Rank: Lieutenant Colonel
Charles was born on 14 August 1883 in Christchurch.
In 1903 he left for Edinburgh to attend university. Over the next ten years he studied medicine, gaining a Bachelor of Medicine and Bachelor of Surgery (MBChB) in 1908, becoming registered the same year. Further study followed and he was awarded a Doctor of Medicine (MD) in 1911. He became a Fellow of the Royal College of Surgeons of Edinburgh in 1912. He became acquainted with a number of influential individuals, most notably Professor Ernest Rutherford who had married his older sister in 1900.
In 1913 Charles returned to New Zealand, registered as a GP in March, set up a practice and was also employed as Assistant Surgeon at Christchurch Hospital.
On 4 August Britain declared war on Germany. On 5 August Charles enlisted, along with his friend Charles Hercus and other medical staff from Christchurch Hospital. Because he had been an active Territorial Medical Officer, he was appointed second in command as a Major of the New Zealand Mounted Field Ambulance.
On 16 October 1914, after intensive training, Charles departed from Wellington on the Star of India. On 3 December the convoy arrived at Suez in Egypt where training of troops and horses continued.

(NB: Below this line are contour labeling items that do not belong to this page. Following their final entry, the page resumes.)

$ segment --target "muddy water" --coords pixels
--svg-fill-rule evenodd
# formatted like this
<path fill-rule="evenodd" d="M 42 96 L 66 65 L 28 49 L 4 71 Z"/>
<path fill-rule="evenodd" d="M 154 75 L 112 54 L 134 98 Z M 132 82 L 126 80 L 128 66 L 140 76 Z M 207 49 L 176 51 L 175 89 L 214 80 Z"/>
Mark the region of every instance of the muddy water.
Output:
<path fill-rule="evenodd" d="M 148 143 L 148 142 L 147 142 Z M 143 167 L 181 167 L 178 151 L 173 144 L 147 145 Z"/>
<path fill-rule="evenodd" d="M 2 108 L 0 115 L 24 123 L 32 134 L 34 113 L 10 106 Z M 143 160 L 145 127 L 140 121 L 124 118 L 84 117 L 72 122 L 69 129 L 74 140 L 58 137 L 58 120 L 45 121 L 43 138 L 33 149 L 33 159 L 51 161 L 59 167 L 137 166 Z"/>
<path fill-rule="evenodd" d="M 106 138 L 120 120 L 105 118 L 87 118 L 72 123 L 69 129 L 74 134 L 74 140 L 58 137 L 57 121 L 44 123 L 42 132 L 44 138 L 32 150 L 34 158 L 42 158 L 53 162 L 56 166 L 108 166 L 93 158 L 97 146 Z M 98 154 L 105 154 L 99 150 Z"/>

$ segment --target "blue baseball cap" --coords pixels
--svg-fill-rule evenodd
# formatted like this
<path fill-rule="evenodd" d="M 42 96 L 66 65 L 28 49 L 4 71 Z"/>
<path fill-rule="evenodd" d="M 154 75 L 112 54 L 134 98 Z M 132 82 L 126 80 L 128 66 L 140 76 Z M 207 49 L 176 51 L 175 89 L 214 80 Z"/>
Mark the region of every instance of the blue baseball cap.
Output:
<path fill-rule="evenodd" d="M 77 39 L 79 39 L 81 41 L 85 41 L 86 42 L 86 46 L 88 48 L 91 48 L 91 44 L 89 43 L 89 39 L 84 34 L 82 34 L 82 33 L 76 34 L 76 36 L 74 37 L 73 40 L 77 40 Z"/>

Charles arrived in Gallipoli, without his horse, about two weeks after the initial landing on 25 April 1915. His first task was to look after the wounded being transported to the nearby Greek island of Lemnos and later to Malta. The risk of enemy submarines was ever present.
Following a number of other voyages with wounded, including one to Alexandria, Charles returned to Anzac Cove on 23 July. His men established a dressing station at Chalk Hill where most of the thousand cases a week he treated were illness related rather than wounded – mainly dysentery and typhoid.
As conditions continued to worsen, the first snow fell and blizzards began to torment the troops, Charles reported that some soldiers had frozen to death in the trenches. On 11 December he heard rumours that evacuation might be a possibility. He finally received orders they were to depart on the evening of 19 December. Charles and his men arrived back in Egypt at the end of 1915 and had two months to recuperate.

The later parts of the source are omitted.